Measured 2026-06-04 against a full public-domain KJV Bible (66 files, 4.28 MB).

**Parse-bound, not query-bound.** mq reparses the whole document on every
invocation; latency tracks document *size*, not selector or match count. On the
4.28 MB file every query — whether it returned 66 matches or 32,418 — ran
~3.2–3.3 s (~1.3 MB/s); on a normal-sized doc it is single-digit ms. Never loop
mq per query over a large corpus: extract once with `-F json` and work on the
result, or accept a constant per-call parse tax.

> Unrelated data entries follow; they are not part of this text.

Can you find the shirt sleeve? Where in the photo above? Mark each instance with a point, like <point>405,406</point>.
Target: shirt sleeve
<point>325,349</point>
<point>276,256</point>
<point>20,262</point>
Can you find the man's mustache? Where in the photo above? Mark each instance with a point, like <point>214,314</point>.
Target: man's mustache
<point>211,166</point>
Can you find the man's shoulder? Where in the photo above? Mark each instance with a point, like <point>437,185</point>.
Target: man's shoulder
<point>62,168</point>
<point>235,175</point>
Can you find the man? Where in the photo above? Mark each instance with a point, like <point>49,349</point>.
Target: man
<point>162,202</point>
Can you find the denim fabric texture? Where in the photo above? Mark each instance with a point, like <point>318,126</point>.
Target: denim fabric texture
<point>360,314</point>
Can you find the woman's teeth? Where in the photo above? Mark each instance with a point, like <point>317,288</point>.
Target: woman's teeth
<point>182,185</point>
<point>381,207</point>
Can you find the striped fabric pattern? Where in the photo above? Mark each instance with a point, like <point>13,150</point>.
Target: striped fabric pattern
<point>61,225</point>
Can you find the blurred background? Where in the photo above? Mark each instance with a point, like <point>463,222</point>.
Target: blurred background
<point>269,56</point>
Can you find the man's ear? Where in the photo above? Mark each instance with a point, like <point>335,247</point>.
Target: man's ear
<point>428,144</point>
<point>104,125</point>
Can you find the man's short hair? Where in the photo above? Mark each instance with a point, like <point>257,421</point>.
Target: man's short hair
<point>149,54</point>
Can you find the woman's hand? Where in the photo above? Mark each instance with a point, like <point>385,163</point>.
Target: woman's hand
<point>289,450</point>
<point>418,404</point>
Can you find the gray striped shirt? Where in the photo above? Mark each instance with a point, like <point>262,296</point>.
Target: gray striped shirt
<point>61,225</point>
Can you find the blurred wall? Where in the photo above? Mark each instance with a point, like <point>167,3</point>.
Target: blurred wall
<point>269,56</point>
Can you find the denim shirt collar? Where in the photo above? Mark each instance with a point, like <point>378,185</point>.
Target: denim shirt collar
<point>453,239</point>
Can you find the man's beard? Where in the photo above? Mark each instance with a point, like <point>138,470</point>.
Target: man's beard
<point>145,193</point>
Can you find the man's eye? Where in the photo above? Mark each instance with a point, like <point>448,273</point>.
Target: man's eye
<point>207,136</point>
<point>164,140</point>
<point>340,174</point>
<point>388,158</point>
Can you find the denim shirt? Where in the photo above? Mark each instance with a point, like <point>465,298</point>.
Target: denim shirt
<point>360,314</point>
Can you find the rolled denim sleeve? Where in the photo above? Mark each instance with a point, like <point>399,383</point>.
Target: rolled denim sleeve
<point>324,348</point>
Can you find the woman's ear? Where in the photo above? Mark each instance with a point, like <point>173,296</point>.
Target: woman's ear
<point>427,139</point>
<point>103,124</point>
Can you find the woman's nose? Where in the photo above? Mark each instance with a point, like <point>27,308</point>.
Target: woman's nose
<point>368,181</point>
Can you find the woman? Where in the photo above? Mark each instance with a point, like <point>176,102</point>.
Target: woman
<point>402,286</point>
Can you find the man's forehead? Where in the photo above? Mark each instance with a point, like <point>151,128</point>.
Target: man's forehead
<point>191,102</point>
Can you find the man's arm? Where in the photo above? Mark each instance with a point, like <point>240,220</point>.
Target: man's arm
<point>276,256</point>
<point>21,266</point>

**Selectors return nodes, not your domain concepts.** `.h2` over the KJV
returned 1,250 nodes — 1,184 chapter headings plus 66 `eof` markers the source
appended per file, while single-chapter books emitted no chapter heading at all.
`.text` also pulled heading text into the paragraph stream. A raw selector count
is a *node* count; map it to your concept with an explicit predicate
(e.g. `grep -E '^[0-9]+ '` for verses) and check it against a known total before
trusting the number.

**An empty result is ambiguous.** Zero output means *either* the selector
matched nothing *or* mq never ran — a wrapper like `time`/`env` failed in `dash`,
or a malformed heredoc swallowed the command. Re-run the bare
`mq 'QUERY' file.md` before concluding a selector or function is broken.
(Self-inflicted 2026-06-04: a `time: not found` shell error read as a
`to_text()` defect; `to_text()` on code blocks works.)

## Reference

Selector aliases, the built-in function library, table-of-contents and
transform recipes, in-place-edit caveats, and CLI flags live in
[references/cheatsheet.md](references/cheatsheet.md). Read it before writing a
non-trivial query — the dialect is jq-*like*, not jq, so the function names
differ. When unsure of syntax, `mq repl` gives instant feedback.